Frequentemente, o Direito Penal é visto como um ramo das ciências jurídicas com poderes extremos, capaz de resolver os mais complexos conflitos e de desempenhar um papel fundamental na prevenção do fenômeno delitivo.
Todavia, infelizmente, essas duas formas de atuação são bastante limitadas na prática. Em primeiro lugar, é extremamente limitado o poder de resolução de conflitos por parte desse setor do direito. Enquanto o Direito Civil fixa indenizações reparatórias que resolvem ou diminuem sensivelmente o conflito, o Direito Penal, ao menos tradicionalmente, prende, o que não resolve a questão e ainda, na maior parte dos casos, deteriora o condenado.
A situação não é muito melhor ao procurarmos um efeito preventivo em tal setor jurídico. É certo que as punições sempre inibem as práticas delitivas, porém, muito menos do que gostaríamos. Isso ocorre porque, ao contrário do que o senso comum sugere, o efeito inibitório não vem tanto da quantidade de sanção prevista para os crimes, mas sim da certeza da punição. Em outras palavras, nas hipóteses em que existe a certeza – ou uma grande probabilidade – de impunidade, tal função preventiva também acaba não ocorrendo.
Por tudo isso, o grande desafio do Direito Penal contemporâneo é mostrar-se eficaz, ser capaz de apurar o ocorrido e, se for o caso, punir os autores dos crimes, o que passa muito mais pela aplicação prática do Direito Penal do que por eventuais alterações legislativas.
Por tais razões, não é exagero dizer que as Operações Sevandija e Lava a Jato não teriam as proporções que tomaram sem a ajuda da delação premiada. Tal instituto, ainda que alvo de críticas, acabou dando uma eficácia à persecução penal jamais vista.

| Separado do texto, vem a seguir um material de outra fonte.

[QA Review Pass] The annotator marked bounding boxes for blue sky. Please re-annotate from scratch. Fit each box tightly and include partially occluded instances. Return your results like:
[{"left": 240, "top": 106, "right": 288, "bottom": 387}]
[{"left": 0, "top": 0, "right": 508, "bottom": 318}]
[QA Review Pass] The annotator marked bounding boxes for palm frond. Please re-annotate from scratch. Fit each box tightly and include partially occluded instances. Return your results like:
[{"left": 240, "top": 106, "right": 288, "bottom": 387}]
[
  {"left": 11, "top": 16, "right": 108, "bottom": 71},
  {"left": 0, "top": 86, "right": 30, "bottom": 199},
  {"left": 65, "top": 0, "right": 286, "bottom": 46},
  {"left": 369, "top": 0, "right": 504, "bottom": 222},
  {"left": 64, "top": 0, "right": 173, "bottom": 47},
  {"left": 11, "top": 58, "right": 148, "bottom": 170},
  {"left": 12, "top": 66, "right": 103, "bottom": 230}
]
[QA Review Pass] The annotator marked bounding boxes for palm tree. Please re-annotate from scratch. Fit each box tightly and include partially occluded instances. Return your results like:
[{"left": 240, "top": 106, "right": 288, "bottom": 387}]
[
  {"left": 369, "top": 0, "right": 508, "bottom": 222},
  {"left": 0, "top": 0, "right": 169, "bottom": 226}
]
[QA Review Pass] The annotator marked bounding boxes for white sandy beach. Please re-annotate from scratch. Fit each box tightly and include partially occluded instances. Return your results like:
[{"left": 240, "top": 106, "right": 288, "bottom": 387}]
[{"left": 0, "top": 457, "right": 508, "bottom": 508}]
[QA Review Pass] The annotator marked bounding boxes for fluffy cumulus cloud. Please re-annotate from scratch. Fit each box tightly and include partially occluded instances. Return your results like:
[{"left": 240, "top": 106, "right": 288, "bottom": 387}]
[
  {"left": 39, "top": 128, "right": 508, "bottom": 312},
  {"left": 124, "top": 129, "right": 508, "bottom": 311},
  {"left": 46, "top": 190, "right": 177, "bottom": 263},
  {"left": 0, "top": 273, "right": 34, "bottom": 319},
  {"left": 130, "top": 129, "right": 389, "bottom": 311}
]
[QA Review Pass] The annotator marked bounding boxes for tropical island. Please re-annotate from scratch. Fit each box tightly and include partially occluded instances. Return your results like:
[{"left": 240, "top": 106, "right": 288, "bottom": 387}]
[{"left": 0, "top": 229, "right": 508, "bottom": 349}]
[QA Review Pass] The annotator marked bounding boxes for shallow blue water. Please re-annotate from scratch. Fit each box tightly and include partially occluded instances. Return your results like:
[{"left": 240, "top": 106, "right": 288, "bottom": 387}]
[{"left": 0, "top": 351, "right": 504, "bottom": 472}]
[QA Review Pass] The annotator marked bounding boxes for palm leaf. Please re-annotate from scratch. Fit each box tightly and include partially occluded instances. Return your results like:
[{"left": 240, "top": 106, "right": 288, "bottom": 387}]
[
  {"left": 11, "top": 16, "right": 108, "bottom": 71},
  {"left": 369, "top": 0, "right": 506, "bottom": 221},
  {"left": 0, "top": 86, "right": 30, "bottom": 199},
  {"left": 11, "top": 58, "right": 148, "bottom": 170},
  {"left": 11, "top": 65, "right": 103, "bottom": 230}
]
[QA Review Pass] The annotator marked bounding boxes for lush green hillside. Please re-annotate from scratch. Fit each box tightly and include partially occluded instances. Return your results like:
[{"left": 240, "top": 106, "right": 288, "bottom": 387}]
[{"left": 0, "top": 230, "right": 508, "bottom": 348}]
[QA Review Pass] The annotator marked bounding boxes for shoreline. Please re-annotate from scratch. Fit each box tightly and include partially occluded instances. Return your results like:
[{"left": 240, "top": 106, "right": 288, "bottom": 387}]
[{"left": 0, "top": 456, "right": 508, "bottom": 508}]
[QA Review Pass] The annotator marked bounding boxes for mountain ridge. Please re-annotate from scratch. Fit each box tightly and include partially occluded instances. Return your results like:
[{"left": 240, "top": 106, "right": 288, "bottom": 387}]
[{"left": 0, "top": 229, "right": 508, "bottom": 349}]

No entanto, nos deparamos muitas vezes com críticas a eventuais abusos ou irregularidades que seriam cometidos pelas autoridades envolvidas nesse tipo de operação, que poderiam, dependendo do caso, produzir nulidades que, na prática, dificultariam muito a punição dos envolvidos, confirmando o fracasso preventivo do Direito Penal.
Assim, o momento atual é de reflexão sobre o futuro da persecução criminal. A necessidade presente é certamente a de se apurar eventuais práticas de crimes, com a consequente punição dos responsáveis. Isso ajudaria muito no reforço da finalidade preventiva do Direito Penal, já que a criação de uma cultura intolerante com a prática de delitos inibiria sensivelmente essas condutas no futuro. Por outro lado, o fracasso de operações como a Sevandija e a Lava a Jato, confirmaria a ideia da impunidade, significando a perda de uma excelente oportunidade para reverter tal quadro.
Porém, não podemos deixar de lado as garantias e regras processuais. Lembremos que todo Estado Democrático de Direito deve assegurar o contraditório, a ampla defesa e coibir abusos. Dentre outras razões, tais regras são fundamentais para que se descubra a real verdade dos fatos. Punir a pessoa errada, além de tremendamente injusto, também reforça a ideia da impunidade, de que os verdadeiros culpados jamais serão responsabilizados.
Na realidade, o problema não é tanto a existência de garantias, mas o mau uso delas. Há uma importante regra em Processo Penal: não há nulidade sem prejuízo. Assim, a nulidade deve ser reconhecida em último caso, apenas quando se tratar de um vício realmente grave, capaz de influenciar na decisão da causa, seja com viés acusatório ou defensivo. Não há sentido em se prender a meros formalismos, buscando anular procedimentos que atingiram sua finalidade com perfeição, com base em detalhes sem relevância prática.
De posse de todos esses elementos, o caminho a seguir fica bastante claro: precisamos buscar punições exemplares para os verdadeiros autores dos crimes, criando uma tradição nesse sentido. Porém, tudo isso tem que ser feito dentro da legalidade, respeitando os direitos e garantias fundamentais, sem exageros de nenhum dos lados.
Já nos ensinava Aristóteles, que a virtude está no meio, de modo que o adequado só pode ser buscar um persecução penal efetiva, respeitando as garantias processuais, mas, ao mesmo tempo, sem rigores formalistas excessivos, reconhecendo nulidades apenas quando efetivamente necessário para resguardar o Estado Democrático de Direito.